STEP 1. A field called "REGION" was included in the "BAPTISM " table of the CDM Microsoft ACCESS database. Using locational techniques described in Chapter IV, an attempt was made to assign each named individual to a local region. Eventually, 31,363 of the 32,381 baptized tribal Indian people (i.e., 97%) were assigned to a region (assignments were not made for 1,018 records of people from the "Tulares").
STEP 2. A separate table was created in the CDM database, called "REGIONS" It contained one record for each region listed in the BAPTISM table. In this table, fields were added that provided information about specific regional groups, such as rancheria names, languages spoken in the region, and Caltrans District (See Appendix A, Table A-1).
STEP 3. The regions were reproduced as mapped polygons on a GIS map layer using ESRI ArcView. The layer was prepared as follows:
- Initial regional boundaries were digitized by hand as a polyline shapefile in the GIS, with the 1:500,000 USGS California base map as an underlying reference. Concurrently, a point was centrally digitized in each region and its unique name was entered in the point shapefile’s attribute table. Where regions would be spatially discontiguous in the completed polygon shapefile (e.g., due to intervening areas of open water), each area was given a duplicate label point.
- Boundary lines were subjected to a smoothing procedure to eliminate small irregularities in the digitized lines.
- A coastline shapefile that represented the Pacific coast and large estuaries was then merged with those smoothed lines.
- These lines were then subjected to standard "clean" and "build" procedures to generate polygons
- Region-name attributes were applied from the point shapefile.
- The polygons were then subjected to a standard "dissolve" procedure on the region-name attribute, so that discontiguous polygons with the same region name were merged into a single, multi-part shape.
- The area of each region in square miles was then calculated by an ArcView algorithm.
- Apart from digitizing in the first step, this procedure was automated via an ESRI ArcToolbox model (titled "Build areas").
STEP 4. The completed polygon shapefile was linked to the ACCESS database using the common region-name attribute. Among other things, this allowed population densities to be calculated as follows:
- The GIS-calculated area of each region was copied from the GIS layer’s attribute table into a dedicated field in the ACCESS database REGIONS TABLE.

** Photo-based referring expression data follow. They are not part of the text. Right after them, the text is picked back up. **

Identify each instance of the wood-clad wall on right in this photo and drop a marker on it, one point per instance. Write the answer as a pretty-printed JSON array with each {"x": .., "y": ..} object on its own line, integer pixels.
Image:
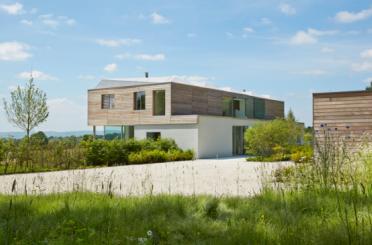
[{"x": 345, "y": 114}]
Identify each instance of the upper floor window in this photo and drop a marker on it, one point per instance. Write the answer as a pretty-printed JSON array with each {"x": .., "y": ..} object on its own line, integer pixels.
[
  {"x": 108, "y": 101},
  {"x": 159, "y": 102},
  {"x": 139, "y": 100}
]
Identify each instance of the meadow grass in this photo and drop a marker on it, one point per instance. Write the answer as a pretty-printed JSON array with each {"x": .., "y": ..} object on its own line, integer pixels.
[{"x": 273, "y": 217}]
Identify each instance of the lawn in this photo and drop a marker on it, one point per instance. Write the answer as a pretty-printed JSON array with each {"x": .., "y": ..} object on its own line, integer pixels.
[{"x": 274, "y": 217}]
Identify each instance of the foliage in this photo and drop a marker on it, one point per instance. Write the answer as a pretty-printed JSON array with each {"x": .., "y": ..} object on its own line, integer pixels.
[
  {"x": 27, "y": 108},
  {"x": 276, "y": 137},
  {"x": 39, "y": 139},
  {"x": 293, "y": 217}
]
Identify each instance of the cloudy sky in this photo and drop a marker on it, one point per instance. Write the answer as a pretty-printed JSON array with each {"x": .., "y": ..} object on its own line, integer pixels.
[{"x": 282, "y": 49}]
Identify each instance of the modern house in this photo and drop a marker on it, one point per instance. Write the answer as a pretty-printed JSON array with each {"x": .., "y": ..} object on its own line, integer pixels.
[
  {"x": 207, "y": 120},
  {"x": 346, "y": 115}
]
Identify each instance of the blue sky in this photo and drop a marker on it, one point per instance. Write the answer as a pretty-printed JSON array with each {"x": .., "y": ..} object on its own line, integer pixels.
[{"x": 282, "y": 49}]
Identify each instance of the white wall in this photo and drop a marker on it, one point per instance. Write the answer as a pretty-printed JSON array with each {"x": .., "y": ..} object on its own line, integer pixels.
[
  {"x": 215, "y": 135},
  {"x": 185, "y": 135}
]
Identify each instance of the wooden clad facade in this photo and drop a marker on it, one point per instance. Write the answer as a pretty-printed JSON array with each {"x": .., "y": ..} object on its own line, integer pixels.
[
  {"x": 349, "y": 114},
  {"x": 182, "y": 105}
]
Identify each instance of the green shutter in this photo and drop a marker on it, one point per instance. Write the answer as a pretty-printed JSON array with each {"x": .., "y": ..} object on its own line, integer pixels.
[
  {"x": 249, "y": 107},
  {"x": 259, "y": 108}
]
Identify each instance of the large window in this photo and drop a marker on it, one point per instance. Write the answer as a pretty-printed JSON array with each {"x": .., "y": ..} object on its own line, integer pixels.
[
  {"x": 227, "y": 106},
  {"x": 139, "y": 100},
  {"x": 153, "y": 135},
  {"x": 107, "y": 101},
  {"x": 159, "y": 102}
]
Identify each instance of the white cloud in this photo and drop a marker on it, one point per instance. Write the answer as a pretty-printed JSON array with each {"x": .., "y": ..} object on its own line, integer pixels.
[
  {"x": 287, "y": 9},
  {"x": 111, "y": 67},
  {"x": 327, "y": 50},
  {"x": 86, "y": 77},
  {"x": 149, "y": 57},
  {"x": 349, "y": 17},
  {"x": 37, "y": 75},
  {"x": 191, "y": 35},
  {"x": 146, "y": 57},
  {"x": 14, "y": 51},
  {"x": 54, "y": 21},
  {"x": 265, "y": 21},
  {"x": 362, "y": 67},
  {"x": 65, "y": 115},
  {"x": 310, "y": 36},
  {"x": 118, "y": 42},
  {"x": 158, "y": 18},
  {"x": 26, "y": 22},
  {"x": 315, "y": 72},
  {"x": 248, "y": 29},
  {"x": 366, "y": 53},
  {"x": 12, "y": 9},
  {"x": 229, "y": 34},
  {"x": 303, "y": 37}
]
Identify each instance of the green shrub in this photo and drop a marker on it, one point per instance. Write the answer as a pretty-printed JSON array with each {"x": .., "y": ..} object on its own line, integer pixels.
[
  {"x": 147, "y": 156},
  {"x": 276, "y": 137}
]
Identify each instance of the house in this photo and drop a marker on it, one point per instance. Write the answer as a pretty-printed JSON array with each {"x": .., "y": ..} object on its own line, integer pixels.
[
  {"x": 346, "y": 116},
  {"x": 207, "y": 120}
]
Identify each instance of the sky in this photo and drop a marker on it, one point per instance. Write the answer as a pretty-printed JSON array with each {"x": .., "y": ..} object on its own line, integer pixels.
[{"x": 284, "y": 50}]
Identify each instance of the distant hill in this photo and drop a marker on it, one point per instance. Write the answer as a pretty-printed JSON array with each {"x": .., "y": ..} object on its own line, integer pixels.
[{"x": 19, "y": 135}]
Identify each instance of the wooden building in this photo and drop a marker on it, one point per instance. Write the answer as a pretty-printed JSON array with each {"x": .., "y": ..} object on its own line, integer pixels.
[
  {"x": 346, "y": 115},
  {"x": 209, "y": 121}
]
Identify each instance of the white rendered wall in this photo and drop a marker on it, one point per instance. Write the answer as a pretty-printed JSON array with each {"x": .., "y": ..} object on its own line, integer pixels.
[
  {"x": 215, "y": 135},
  {"x": 185, "y": 135}
]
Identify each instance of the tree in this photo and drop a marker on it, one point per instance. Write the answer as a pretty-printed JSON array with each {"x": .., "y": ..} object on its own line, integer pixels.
[
  {"x": 39, "y": 139},
  {"x": 369, "y": 88},
  {"x": 290, "y": 116},
  {"x": 27, "y": 108}
]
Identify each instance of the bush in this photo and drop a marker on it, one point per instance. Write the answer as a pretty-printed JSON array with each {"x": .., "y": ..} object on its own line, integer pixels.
[
  {"x": 302, "y": 154},
  {"x": 119, "y": 152},
  {"x": 276, "y": 137}
]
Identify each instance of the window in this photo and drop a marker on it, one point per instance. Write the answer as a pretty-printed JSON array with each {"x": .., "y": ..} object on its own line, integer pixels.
[
  {"x": 159, "y": 102},
  {"x": 108, "y": 101},
  {"x": 227, "y": 106},
  {"x": 139, "y": 100},
  {"x": 153, "y": 135}
]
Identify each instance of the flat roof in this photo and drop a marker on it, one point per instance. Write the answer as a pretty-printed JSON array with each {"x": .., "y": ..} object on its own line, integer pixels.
[
  {"x": 140, "y": 82},
  {"x": 343, "y": 93}
]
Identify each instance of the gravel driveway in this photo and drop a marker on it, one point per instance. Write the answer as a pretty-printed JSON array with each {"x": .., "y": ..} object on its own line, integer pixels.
[{"x": 227, "y": 177}]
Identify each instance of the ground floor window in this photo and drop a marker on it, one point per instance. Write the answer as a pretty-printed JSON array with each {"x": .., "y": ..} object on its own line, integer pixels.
[{"x": 153, "y": 135}]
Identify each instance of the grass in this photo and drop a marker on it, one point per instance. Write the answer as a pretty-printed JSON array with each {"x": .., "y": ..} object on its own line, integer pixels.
[{"x": 301, "y": 217}]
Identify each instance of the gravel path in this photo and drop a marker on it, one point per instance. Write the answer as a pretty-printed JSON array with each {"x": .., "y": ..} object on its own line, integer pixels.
[{"x": 227, "y": 177}]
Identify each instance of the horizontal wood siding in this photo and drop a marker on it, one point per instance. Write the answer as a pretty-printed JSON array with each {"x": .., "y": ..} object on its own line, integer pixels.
[
  {"x": 188, "y": 99},
  {"x": 349, "y": 115},
  {"x": 124, "y": 114}
]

- The total number of adults baptized in each region was calculated from the CDM ACCESS database by summing up the number of baptisms for individuals over 14 years of age that had been assigned to each region. (A very small number of these were adjusted by adding adults baptized at Mission San Luis Obispo, outside the model’s southern boundary.)
- The resulting baptized adult population for a region was then divided by a regional mortality factor to generate an inferred pre-mission adult population. That inferred adult population was multiplied by two to produce an inferred total population (it is assumed that "adults" over 14 years of age and children under 15 would have represented equal portions of normal pre-mission populations).
- Population density was then calculated by dividing these adjusted population estimates by the total area of each region
- The resultant population density was listed for each region in a field in the ACCESS database REGIONS TABLE.
The population mortality factor, often different from one region to another, is key to the resulting inferred population density. Table B-1 shows the results for the Bay Area Analytical Zone.
STEP 5. The completed polygon shapefile data in the GIS system were combined with data from the ACCESS database to generate the maps expressing various kinds of qualities and groupings of regions. For instance, population density information from the ACCESS database REGIONS TABLE was imported into an ESRI ArcMap document and used to create the color-coded density values shown in Figures 10 and 11.
STEP 6. Near-finished ArcView maps were exported to Adobe Illustrator for final production.